The new district also houses a museum dedicated to Edvard Munch, and it’s a great place to begin your exploration of his brightly colored landscapes, rural scenes and portraits. Then head out on the fjord to Holmenkollen, a huge Olympic ski jump that towers over the city’s picturesque waterfront. From here you can see down into the icy tongue of Briksdal Glacier and admire the majestic mountains that hem in this sapphire-blue fjord.

From Malmo, you can make the short journey over the Oresund Bridge to Copenhagen in Denmark. This is another UNESCO World Heritage Site, and it offers a glimpse into a Danish lifestyle that’s influenced by a mix of Nordic influences and an international workforce. You can visit Kronborg Castle, a Renaissance treasure that’s famous as the setting for Shakespeare’s Hamlet, or explore the city’s green parks and verdant beaches.

If you want to go further afield, you can hop aboard a train that will take you to Norway. From here, the scenic Sognefjord takes you past a series of cascading waterfalls and mountain-fringed lakes. And the Flam Railway, one of the most spectacular rail journeys in the world, winds up and down steep hills, passing through a fjord landscape that’s as stunning as it is awe-inspiring. It’s the perfect way to experience Norway’s breathtaking beauty.

The Nightlife

Malmo abounds in after-dark diversions. The area’s newest club, Moriska Paviljongen, is not only a dance floor but also a cultural hub, featuring a varied program of live concerts and DJ-driven nights. It attracts a discerning crowd that prefers to see and be seen.

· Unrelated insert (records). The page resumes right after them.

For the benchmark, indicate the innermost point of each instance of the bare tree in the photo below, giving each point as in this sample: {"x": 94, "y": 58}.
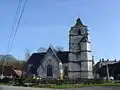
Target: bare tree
{"x": 41, "y": 49}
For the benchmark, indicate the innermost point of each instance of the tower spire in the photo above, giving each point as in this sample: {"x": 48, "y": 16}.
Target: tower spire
{"x": 79, "y": 22}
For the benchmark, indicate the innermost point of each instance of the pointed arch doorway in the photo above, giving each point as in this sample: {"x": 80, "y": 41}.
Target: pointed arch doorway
{"x": 49, "y": 71}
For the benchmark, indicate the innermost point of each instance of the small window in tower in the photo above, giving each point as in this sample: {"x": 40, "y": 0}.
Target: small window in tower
{"x": 79, "y": 32}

You don’t need to speak Swedish to experience the nightlife here, either; English is widely spoken and music is a universal language.

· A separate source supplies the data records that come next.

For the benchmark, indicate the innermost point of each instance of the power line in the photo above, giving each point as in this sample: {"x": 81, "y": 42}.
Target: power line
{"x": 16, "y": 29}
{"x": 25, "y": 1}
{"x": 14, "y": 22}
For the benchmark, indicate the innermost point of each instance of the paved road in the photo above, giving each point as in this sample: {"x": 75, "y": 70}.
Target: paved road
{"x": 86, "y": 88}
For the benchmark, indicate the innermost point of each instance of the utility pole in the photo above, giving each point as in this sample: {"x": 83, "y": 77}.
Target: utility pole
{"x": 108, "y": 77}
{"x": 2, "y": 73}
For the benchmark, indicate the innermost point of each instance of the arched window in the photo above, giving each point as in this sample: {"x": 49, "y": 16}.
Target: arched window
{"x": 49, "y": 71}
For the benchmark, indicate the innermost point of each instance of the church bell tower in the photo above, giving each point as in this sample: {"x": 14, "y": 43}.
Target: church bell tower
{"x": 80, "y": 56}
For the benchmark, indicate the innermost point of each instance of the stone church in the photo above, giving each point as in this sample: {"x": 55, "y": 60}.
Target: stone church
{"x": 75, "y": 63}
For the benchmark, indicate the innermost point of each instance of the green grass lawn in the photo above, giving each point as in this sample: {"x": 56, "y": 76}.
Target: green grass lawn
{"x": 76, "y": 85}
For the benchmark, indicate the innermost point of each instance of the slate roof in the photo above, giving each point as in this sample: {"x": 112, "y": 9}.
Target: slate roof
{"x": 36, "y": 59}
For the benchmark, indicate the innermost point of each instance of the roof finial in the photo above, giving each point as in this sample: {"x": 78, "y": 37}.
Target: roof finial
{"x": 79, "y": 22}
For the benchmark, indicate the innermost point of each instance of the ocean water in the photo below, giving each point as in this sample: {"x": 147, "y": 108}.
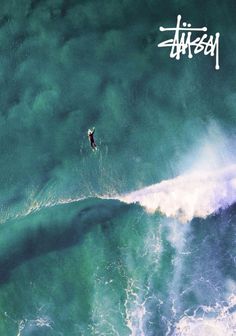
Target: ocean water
{"x": 139, "y": 237}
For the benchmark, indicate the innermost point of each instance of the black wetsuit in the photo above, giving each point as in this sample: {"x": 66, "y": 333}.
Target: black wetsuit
{"x": 91, "y": 139}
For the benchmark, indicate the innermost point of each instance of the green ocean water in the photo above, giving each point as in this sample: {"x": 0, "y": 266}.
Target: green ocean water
{"x": 72, "y": 262}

Malmo’s pretty cobbled streets date back to the 1500s, but sleek and soulful modern buildings have also risen alongside them. A stroll around town will reveal acres of parkland that serve as the lungs of the city, while wide beaches beckon even on the busiest summer weekends. Go between May and the end of September to find the place at its most spirited, when the gloom of Sweden’s long winter lifts and the sun shines brightly.

You’ll also discover a lively scene at Lilla Torg, the city center’s dining and drinking hub. Moosehead is a friendly-but-loud Swedish bar with lots of rustic wood and moose memorabilia, while Big Bowl is something between a bowling alley and a nightclub. The former KB is a legendary venue that features both national and international acts, while avant-garde clubs like Inkonst push boundaries.

The city library is an impressive sight, too; a cathedral-like sense of space is illuminated by daylight pouring through its soaring glass façade. The new wing of the building perfectly blends old with new and serves as a focal point for the stylish central core.

If you’re more of a casino-type, head to Kungsparken and try your luck at one of the many tables. Or, for a club and casino in the same spot, check out Etage.

The city’s parks are a haven for relaxing, too, and several are dotted with playgrounds, cafes and restaurants (some devoted to fast food). Families might want to head to Folkets Park, where a battered compound that resembles a B-rated Tivoli draws locals with kids in tow. The park is also home to a small zoo, reptile center and puppet theater.